The dog sheds heavily twice a year. During the shedding season the dog would need to be brushed with a firm bristled brush everyday. This will accelerated the shedding process and lessen the dog shedding inside the house.


Alaskan Huskies run… they are happiest when they are running as running is what these dogs were bred to do. Alaskan Huskies are sled dogs. These dogs pull sleds, they pull freight and people. The Alaskans were considered to be the dog of choice for world class competitions for dog sled racing. Teams of Alaskan Huskies have won in the prestigious speed racing events in Alaska. This feat was unmatched by purebred northern breeds. So what makes a dog an excellent sled dog? First off, the dog has to have the ideal weight of 45 to 55 pounds. Anything over these figures would require too much effort on the muscles during long distance runs. The dog has to have a thick coat that will allow the dog to sleep comfortably on hard packed snow. The thick coat will also allow the dog to weather the extremely cold temperatures. The dog has to have durable feet with good pad and webbing to allow maximum mobility in deep snow. The dog has to be able to eat its meal quickly and to be instantly ready for action. Most importantly the dog has to have an inherent desire to run and to be extremely fast, strong and have excellent stamina. These requirements would be a tall order for any particular breed of dog. A breed may have one or two of the desirable qualities but it would be impossible to have all these traits in one breed. Thus the Alaskan Husky was developed… a dog that manifests all the outstanding qualities of its ancestors.

The Alaskan Husky is not a breed of dog. It fails from being considered a breed as there were no restrictions set for its ancestry. The Alaskan Husky was not developed from specific breeds of dogs but rather it resulted from a combination of several breeds of working dogs that includes pointers, hounds and many other breeds. It was even speculated that tamed wolves were included in the list of ancestors of this dog type. Other ancestors of the Alaskans are military dogs and dogs brought by shipping boats. Unlike other breeding programs that give importance to the bloodlines and to the appearance in order to fit kennel club requirements, the development of the Alaskan Husky was centered on creating a dog with notable speed, strength and endurance. Alaskan can be considered to be technically pedigreed but these dogs are not purebred.
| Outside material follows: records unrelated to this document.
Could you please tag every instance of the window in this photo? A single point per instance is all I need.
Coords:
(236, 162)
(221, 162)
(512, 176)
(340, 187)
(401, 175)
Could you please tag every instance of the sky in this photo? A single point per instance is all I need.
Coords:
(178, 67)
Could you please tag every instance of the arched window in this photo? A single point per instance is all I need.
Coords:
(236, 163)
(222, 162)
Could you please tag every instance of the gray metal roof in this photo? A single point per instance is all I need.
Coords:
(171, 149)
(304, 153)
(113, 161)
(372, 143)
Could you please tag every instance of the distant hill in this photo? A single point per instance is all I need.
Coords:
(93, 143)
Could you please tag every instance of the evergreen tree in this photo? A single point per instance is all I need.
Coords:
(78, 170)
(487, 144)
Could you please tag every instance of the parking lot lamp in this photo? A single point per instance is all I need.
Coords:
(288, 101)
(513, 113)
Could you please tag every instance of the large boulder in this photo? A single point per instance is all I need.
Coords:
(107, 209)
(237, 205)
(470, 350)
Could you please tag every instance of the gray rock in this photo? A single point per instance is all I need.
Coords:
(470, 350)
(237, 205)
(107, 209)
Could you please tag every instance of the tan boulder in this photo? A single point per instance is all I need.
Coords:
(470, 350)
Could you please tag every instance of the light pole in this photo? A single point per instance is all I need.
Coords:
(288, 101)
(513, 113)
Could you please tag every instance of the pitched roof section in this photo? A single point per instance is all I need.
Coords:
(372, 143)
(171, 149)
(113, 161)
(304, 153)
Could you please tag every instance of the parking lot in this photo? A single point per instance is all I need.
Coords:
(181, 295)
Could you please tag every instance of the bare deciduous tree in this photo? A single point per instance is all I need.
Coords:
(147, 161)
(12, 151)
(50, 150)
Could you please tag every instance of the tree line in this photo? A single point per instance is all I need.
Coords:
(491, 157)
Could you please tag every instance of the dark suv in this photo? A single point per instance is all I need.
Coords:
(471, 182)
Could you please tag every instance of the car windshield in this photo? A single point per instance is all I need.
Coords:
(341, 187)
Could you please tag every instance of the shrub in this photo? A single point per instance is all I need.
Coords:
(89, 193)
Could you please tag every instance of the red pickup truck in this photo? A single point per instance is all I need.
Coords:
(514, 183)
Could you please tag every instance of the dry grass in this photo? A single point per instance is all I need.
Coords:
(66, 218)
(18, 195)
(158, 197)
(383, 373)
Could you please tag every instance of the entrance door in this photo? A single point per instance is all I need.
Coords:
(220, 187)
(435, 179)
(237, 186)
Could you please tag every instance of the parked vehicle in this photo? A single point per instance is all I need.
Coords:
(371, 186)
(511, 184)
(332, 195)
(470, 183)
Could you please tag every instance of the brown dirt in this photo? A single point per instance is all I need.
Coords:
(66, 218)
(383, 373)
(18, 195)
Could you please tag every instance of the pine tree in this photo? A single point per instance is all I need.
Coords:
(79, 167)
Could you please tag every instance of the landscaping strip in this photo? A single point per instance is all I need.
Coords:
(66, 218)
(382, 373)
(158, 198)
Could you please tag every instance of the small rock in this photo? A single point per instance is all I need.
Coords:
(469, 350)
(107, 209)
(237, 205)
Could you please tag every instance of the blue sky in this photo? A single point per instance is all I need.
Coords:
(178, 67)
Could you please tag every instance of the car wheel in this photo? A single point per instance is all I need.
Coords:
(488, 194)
This is the reason why this dog type is not registered with AKC or CKC given that up to the present, these dogs are still crossed with northern dogs and other breeds of dogs for the purpose of developing the best working dog. Nobody was really certain when the development of the Alaskan Husky started. It was speculated that the development started during the Gold Rush in the late 19th century. The miners have used large dogs, obviously with St. Bernard ancestry to pull sleds. After the importation of dogs from the Bering Strait in Siberia in 1908, the Alaskan sled dogs radically changed into smaller and light weight dogs with greater speed. Utilization of these dogs as draft dogs became less common with the introduction of motorized winter transport. Population of Alaskan Huskies in northern villages dwindled. Interest for the Alaskans was revived in 1970s through the efforts of George Atlla. Many sled racing dogs today can trace their ancestry to the Attla dogs. Although attempts to establish a registry for these dogs were made, the attempts did not receive widespread support from breeders. Breeders are hesitant to place form over the function for fear of losing the dog’s working qualities.